Rabak is now on a passionate mission. Communicating through email and Skype, he has now been working with school administrators in Mpigi to provide beds for the students of Siloam Mountain Junior School. Due to limited space, beds must be triple bunks. A total of 200 are needed, and they must be made of metal in order to endure the harsh climate.
A financial goal
An exhaustive search uncovered a place to buy materials, as well as fabricator students who offered to make the beds, keeping costs way down. Each triple decker bed now costs the equivalent of $67.50 plus foam mattresses at $17 each.
A total of 40 out of the 200 needed have been made, driven 350 kilometers and delivered, said Rabak. But there is a problem.
“Jealousy has arisen among the kids who don’t get to sleep in a bed yet,” he said. “We need to step things up. We were making 20 at a time, but we need to do it faster. Now some kids are sleeping two to three in a bed.”
After months of informal fundraising, Rabak is now stepping up his game. He has now launched a GoFundMe page at “Help get kids off the floor!” or http://www.gofundme.com/help-get-kids-off-the-floor. Members of the nonprofit Business Men’s Fellowship in the United Kingdom and Uganda have now agreed to oversee the allocation of funding through their organizations, thereby providing thorough oversight of monies.
Rabak is now hoping Nevada County schools, churches and service organizations will consider donating money toward the beds, even if it’s just one bed (or level for $40) at a time. The entire project is expected to cost $21,000. The small donations, he said, could be a valuable learning experience for Nevada County residents should they decide to also reach out to students and administrators at the central Ugandan school.

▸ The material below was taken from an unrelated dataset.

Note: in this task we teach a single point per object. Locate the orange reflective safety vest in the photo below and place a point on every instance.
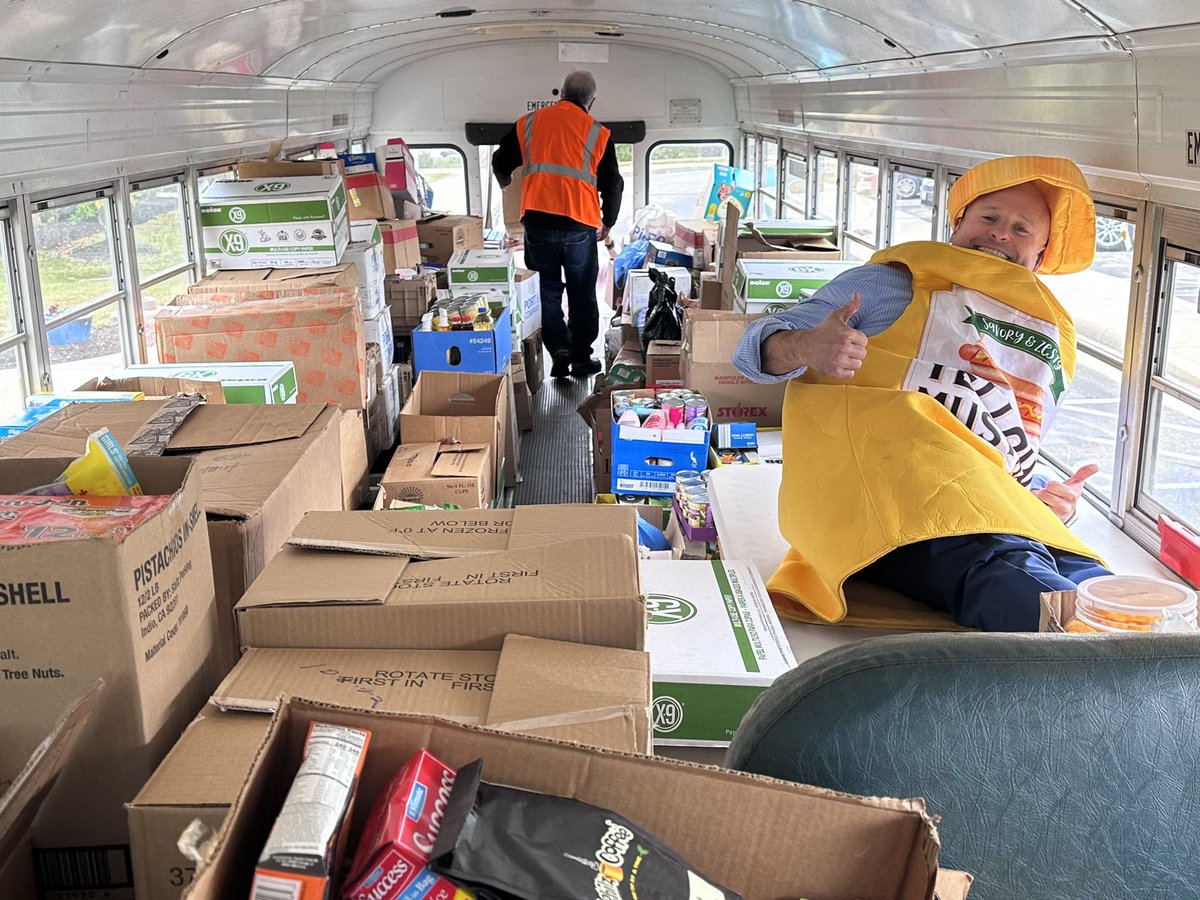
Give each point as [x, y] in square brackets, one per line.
[562, 147]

“We set up a meeting where I could see all the kids on video — when the camera panned out I could see a sea of smiling children, waving to me, like at a football game,” said Rabak. “That touched my heart deeply. The sad part of this story is that this is just one school of 600 orphans, yet there are thousands of other schools in dire need just like this one.
“But I tell myself, ‘I can’t do it for all of them, but I can do it for this one.’ This kids asked me, ‘Are you going to come see us?’ I told them that if I had the money to come, I would rather spend it on building more beds. I see my young self in all of their faces.”